On May 28, 1481, he set out from Naples on his journey to the East., going by way of Rhodes to Alexandria, where he apparently saw a beautiful manuscript of the Hebrew Bible, which the natives claimed had been written by Ezra. In Cairo, he bought gems and was greeted by Solomon ben Joseph. On July 29, he reached Jerusalem, where he reported that there were about 250 Jewish families. There, he reported that Jews went to pray near the site of the Temple on Tisha B'Av to mourn its destruction. He passed through Jaffa and Damascus to Crete, where he was shipwrecked, and lost his precious stones. His life was saved by a German Jewish physician, and Meshullam finally reached Venice in October.

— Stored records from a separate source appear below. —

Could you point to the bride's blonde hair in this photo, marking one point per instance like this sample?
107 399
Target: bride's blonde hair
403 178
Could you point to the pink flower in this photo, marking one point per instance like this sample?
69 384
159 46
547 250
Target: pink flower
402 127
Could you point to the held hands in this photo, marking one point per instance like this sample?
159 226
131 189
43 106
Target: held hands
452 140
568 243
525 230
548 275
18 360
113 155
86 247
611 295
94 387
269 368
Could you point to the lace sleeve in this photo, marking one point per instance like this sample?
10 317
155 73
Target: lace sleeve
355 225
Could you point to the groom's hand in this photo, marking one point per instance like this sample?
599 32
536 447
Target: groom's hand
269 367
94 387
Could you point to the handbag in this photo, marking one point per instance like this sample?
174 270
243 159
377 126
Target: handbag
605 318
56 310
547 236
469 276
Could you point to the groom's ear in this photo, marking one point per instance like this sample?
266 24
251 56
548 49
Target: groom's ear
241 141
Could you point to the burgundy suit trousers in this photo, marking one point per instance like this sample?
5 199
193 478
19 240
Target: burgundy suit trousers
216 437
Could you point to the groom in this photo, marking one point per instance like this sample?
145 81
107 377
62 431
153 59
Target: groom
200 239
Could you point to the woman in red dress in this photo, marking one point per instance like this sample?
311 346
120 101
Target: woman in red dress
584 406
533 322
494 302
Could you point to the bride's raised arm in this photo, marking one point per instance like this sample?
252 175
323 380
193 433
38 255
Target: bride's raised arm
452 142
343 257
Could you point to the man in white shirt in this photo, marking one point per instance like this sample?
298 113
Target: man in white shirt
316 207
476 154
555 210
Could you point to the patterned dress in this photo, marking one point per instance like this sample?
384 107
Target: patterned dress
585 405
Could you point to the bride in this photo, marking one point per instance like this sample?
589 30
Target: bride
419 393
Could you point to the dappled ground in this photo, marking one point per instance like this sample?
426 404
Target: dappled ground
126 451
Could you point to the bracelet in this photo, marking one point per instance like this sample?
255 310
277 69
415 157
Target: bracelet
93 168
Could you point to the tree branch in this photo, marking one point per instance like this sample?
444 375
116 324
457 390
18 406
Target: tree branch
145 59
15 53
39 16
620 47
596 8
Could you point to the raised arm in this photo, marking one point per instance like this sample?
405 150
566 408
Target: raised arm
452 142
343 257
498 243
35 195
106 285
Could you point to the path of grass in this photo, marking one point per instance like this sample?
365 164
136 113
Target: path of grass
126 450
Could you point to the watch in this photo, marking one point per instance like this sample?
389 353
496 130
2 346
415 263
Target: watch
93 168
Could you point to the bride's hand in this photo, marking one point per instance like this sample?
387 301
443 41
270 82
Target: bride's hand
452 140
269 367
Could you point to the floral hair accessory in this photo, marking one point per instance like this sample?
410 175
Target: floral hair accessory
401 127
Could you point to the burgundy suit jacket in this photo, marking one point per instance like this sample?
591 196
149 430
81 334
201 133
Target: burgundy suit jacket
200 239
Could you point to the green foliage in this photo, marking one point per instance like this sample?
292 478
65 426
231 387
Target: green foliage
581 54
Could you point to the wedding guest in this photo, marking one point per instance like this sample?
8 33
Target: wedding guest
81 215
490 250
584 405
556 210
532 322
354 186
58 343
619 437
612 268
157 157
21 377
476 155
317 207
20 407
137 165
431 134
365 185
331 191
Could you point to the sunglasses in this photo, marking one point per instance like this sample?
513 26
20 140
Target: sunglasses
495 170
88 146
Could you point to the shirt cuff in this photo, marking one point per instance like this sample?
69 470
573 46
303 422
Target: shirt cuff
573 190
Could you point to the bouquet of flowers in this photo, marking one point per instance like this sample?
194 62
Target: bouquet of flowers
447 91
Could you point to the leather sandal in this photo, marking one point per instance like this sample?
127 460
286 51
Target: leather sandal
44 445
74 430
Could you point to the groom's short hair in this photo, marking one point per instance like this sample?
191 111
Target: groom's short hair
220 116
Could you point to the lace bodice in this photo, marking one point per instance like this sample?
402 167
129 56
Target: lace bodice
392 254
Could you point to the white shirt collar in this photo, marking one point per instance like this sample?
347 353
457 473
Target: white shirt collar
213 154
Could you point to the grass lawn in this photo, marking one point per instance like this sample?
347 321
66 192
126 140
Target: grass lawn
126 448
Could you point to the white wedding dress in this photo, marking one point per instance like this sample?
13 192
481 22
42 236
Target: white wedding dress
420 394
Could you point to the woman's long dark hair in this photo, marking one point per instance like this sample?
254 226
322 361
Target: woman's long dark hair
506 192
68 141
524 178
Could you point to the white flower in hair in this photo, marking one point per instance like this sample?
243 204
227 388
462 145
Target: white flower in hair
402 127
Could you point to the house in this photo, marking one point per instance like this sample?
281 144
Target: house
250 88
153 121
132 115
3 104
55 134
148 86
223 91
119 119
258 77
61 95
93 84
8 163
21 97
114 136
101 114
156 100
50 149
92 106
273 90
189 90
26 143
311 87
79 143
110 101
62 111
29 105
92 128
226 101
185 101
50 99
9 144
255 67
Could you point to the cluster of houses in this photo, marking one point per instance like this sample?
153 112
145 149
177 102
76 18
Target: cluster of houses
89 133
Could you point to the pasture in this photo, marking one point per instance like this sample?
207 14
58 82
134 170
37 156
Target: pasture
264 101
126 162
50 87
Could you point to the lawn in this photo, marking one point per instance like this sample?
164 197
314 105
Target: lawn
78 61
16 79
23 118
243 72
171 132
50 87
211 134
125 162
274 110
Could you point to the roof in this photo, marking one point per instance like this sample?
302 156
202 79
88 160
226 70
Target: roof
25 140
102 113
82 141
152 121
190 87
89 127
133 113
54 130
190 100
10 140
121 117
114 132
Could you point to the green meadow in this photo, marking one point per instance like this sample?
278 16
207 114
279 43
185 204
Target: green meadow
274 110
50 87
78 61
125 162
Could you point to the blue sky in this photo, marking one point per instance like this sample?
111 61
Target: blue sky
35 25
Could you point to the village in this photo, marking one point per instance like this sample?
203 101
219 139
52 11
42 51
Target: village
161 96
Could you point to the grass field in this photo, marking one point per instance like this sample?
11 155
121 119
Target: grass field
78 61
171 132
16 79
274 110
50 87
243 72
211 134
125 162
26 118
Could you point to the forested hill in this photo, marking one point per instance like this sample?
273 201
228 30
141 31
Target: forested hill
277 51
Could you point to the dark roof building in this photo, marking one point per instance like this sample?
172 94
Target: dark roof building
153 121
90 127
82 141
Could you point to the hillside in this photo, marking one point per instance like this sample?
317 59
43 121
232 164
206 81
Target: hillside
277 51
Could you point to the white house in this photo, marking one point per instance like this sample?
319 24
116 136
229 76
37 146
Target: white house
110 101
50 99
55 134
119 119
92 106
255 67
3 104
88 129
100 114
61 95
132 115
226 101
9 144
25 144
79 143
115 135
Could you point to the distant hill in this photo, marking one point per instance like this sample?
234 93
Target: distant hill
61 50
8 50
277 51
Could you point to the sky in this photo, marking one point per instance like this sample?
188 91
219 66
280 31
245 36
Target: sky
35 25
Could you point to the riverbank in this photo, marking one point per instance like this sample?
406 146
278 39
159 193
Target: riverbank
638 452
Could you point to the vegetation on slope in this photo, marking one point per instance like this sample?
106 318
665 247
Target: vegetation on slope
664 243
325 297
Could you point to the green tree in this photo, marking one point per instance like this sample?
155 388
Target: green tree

Meshullam wrote an account in Hebrew of his journey called Massa Meshullam mi-Volterra be-Erez Yisrael (מסע משולם מוולטרה בארץ-ישראל), which contains a wealth of information about the cities he visited as well as their Jewish communities and traditions. He also gives much information of economic interest. While occasionally noting local legends, he is often skeptical about them. He also shows some familiarity with classical literature. His style is readable and attractive, with numerous Italian expressions, although containing some grammatical errors.

Meshullam died in 1507 or 1508 in Venice.